今回ご紹介した『Minitool Power Data Recovery』のような復元ソフトの一般的な用途としては、ついうっかり削除してしまったデータの回復でありますが、使い方によっては、中古のSSDやハードディスク、USBメモリーからデータを盗み出す事も出来ます。
軽々しく、SSDやハードディスク、USBメモリーを売るのは避けたほうが良いでしょう。
また、売らないにしても破棄する場合でも注意が必要です。物理的に破壊するのが一番良いですが、ハードディスクなんかはそう簡単に破壊出来ません。
ではどうすればよいのか?
データが復元されてしまうのは、一般的な削除が、実際にデータ領域にあるデータを削除しているわけではなく、管理領域にあるインデックス情報を「削除し、そのデータは存在しない」と記録するだけであることが原因です。データ自体は残っている状態ですので、そのデータ領域に次のデータが上書きされれば、元のデータは削除されます。
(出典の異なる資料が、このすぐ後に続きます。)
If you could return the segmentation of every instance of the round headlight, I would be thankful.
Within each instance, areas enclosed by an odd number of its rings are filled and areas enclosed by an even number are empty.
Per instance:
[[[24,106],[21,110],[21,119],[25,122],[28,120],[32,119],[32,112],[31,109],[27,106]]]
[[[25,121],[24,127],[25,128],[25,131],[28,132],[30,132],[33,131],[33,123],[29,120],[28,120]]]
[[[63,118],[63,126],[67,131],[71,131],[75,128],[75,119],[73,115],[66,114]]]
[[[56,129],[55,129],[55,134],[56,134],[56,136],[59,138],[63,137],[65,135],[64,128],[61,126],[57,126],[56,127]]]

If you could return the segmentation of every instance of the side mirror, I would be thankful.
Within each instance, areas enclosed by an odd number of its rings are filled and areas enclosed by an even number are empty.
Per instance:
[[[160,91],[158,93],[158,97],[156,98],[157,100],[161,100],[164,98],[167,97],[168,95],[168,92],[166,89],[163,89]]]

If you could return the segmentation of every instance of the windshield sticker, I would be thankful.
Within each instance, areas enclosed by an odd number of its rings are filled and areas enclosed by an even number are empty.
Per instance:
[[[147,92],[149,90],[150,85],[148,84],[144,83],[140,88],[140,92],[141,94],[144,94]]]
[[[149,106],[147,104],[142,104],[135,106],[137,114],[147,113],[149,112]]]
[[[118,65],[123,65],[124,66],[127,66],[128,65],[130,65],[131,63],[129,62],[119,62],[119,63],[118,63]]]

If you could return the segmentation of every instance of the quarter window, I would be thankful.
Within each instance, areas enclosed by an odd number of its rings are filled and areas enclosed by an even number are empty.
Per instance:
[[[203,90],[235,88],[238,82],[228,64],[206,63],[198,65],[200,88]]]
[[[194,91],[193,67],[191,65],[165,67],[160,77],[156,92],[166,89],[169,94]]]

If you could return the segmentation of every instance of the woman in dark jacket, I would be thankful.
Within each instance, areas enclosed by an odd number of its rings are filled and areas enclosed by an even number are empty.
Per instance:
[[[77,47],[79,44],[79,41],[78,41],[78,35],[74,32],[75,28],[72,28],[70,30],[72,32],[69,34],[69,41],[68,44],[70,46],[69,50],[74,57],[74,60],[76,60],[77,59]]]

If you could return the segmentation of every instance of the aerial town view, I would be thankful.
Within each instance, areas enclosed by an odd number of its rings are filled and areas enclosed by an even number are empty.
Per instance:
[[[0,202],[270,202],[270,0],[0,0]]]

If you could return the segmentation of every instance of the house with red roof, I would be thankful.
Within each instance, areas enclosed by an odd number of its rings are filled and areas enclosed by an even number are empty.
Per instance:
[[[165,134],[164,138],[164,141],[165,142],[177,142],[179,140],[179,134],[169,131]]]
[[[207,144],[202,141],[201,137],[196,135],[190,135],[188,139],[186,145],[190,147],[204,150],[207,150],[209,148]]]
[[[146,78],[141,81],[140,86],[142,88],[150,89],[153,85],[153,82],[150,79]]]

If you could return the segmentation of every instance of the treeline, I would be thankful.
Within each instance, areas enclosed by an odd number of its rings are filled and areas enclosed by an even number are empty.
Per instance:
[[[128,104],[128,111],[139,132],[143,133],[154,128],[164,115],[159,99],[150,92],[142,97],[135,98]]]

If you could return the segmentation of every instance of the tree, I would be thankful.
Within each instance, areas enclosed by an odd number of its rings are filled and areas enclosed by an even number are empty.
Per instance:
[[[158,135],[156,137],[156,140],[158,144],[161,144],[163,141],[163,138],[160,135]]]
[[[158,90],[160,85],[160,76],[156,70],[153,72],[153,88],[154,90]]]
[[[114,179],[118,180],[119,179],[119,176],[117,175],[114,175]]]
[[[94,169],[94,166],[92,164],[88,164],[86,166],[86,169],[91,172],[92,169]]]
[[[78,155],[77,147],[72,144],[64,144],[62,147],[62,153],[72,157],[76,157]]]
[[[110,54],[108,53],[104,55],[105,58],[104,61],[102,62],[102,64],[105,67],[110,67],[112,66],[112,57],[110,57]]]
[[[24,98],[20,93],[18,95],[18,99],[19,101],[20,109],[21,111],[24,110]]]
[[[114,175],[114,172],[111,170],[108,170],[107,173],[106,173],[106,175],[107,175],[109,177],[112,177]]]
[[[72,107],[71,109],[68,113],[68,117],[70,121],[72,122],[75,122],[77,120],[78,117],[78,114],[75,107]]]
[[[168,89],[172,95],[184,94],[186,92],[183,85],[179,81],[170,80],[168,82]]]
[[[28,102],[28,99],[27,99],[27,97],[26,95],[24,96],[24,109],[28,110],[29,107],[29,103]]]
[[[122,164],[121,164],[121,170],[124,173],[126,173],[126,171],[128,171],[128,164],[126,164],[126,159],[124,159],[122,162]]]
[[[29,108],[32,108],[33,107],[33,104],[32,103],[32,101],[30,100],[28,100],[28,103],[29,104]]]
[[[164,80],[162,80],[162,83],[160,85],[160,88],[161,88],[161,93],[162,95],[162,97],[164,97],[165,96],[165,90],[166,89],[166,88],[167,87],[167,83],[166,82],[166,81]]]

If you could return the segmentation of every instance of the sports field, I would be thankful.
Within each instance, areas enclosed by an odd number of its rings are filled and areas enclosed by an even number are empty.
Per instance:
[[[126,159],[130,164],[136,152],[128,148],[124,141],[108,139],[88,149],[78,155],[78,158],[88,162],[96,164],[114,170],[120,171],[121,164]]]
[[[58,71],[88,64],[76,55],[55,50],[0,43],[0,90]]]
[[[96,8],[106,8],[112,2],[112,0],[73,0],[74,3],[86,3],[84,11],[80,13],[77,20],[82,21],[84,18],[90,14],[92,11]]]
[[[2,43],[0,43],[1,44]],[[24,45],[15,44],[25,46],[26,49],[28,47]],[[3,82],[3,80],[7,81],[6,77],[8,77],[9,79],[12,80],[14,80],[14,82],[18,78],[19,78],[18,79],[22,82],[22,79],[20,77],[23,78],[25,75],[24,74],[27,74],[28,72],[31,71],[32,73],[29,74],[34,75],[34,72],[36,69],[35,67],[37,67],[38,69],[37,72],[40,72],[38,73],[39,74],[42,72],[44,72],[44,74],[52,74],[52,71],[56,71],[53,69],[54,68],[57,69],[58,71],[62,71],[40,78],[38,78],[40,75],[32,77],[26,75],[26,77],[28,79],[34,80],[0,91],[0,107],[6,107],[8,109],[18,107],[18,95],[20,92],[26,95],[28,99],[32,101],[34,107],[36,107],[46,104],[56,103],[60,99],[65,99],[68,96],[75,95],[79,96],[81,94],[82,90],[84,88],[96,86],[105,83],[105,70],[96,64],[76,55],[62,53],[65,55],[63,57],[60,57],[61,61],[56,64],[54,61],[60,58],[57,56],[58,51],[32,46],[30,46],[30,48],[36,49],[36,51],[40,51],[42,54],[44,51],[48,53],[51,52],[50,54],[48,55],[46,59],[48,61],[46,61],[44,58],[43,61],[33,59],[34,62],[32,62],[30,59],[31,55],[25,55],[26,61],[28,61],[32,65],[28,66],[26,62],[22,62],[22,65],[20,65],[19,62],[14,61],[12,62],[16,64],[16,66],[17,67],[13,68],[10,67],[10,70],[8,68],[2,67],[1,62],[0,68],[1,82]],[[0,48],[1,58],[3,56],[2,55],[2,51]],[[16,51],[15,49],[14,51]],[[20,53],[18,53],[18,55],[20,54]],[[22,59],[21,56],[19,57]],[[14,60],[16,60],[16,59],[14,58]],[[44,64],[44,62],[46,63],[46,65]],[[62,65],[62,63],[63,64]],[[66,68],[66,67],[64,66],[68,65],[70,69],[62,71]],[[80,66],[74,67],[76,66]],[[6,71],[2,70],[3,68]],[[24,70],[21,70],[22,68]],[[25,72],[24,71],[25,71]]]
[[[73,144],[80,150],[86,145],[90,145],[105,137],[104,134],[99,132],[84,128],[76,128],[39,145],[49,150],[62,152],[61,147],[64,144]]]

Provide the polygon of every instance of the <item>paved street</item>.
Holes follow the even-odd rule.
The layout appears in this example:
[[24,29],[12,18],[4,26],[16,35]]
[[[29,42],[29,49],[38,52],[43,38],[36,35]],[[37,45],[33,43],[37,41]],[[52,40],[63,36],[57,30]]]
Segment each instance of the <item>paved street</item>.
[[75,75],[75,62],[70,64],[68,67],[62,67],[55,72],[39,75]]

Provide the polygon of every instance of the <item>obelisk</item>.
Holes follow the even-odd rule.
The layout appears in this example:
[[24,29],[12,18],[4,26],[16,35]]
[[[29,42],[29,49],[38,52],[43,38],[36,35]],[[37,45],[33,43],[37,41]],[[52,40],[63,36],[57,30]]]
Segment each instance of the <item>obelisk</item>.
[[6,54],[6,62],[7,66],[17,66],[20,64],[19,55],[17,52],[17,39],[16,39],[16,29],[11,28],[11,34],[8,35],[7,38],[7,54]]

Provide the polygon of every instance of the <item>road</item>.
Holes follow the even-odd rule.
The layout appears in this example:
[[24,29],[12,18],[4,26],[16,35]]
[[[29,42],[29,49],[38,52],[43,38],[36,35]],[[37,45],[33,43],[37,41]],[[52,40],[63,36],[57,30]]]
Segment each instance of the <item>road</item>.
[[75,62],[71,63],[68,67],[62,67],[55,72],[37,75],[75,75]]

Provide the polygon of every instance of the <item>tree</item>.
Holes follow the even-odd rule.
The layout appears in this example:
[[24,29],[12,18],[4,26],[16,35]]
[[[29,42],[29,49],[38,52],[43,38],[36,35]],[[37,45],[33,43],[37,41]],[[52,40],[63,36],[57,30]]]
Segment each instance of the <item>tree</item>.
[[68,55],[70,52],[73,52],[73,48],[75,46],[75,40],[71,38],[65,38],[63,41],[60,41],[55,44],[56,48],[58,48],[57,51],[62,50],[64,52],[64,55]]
データの完全削除は、ハードディスクやSSD、USBメモリー等の記憶媒体の全ての記憶領域に対して無意味なデータを上書きすることが有効です。
市販のソフトを使ってもよいですが、自分のYoutubeチャンネルで、データの完全削除のやり方を紹介していますので、ぜひ参考にしてみてください。
まとめ
今回は『Minitool Power Data Recovery』というデータ復元ソフトについて紹介させていただきました。
使い勝手は良好です。複雑なステップも無く、直感的に操作が出来ます。
料金は無料版、月額、年額、永年(買い切り)の4つのバージョンがありますが、まずは無料版で試してみて気に入れば、購入を検討してみていただければと思います。